On a side note, was it Ford or Dodge that has the truck that you can actually hook up a trailer (the sort a semi pulls) to it as a production model?


----------



## Mastodon (Feb 9, 2008)

Kevan said:


> I was referring to the Hummer line.
> Sorry for any confusion.
> 
> H2's and H3's are made for off-roading like Jessica Simpson is made for NASA.
> ...



Ah okay, my mistake.


----------



## Lucky Seven (Feb 9, 2008)

I have seen 650s hauling stuff before...


----------



## Variant (Feb 10, 2008)

Lucky Seven said:


> I have seen 650s hauling stuff before...

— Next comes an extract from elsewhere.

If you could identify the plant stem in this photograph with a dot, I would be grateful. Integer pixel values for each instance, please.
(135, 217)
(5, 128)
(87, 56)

Yeah, but this one is spec'd out four hauling thousands of gallons of _*DOUCHE*_!!!


----------



## JPMDan (Feb 10, 2008)

Looks like a Dodge Ram with a bad case of the shits.


----------



## msherman (Feb 10, 2008)

There is a pickup version on the Bay.


eBay Motors: Ford : Other Pickups (item 160207132004 end time Feb-14-08 09:44:46 PST)


----------



## Groff (Feb 11, 2008)

IIRC Shaq has one of these. And it's pimptastic.


----------



## sakeido (Feb 11, 2008)

cadenhead said:


> [action=cadenhead]fails at multitasking.[/action]
> 
> On a side note, was it Ford or Dodge that has the truck that you can actually hook up a trailer (the sort a semi pulls) to it as a production model?



The F450 can haul a LOT but still not a semi-style trailer. But it is peerless among relatively normal sized pickups.


----------



## djpharoah (Feb 11, 2008)

TheMissing said:


> IIRC Shaq has one of these. And it's pimptastic.


----------



## Groff (Feb 11, 2008)

cadenhead said:


> [action=cadenhead]fails at multitasking.[/action]
> 
> On a side note, was it Ford or Dodge that has the truck that you can actually hook up a trailer (the sort a semi pulls) to it as a production model?



I think that was a dodge. My friend and I were coming back from West Virgina, and on the highway (it was a little dark out) we thought we were passing a semi... It was a Dodge Ram that was uber rigged up. The lights even made it look like a semi. That thing was INSANE.

EDIT: I just read that the Alton F-650's CAT engine has provisions for a PTO!!  That's completely unnecessary, yet totally awesome.


----------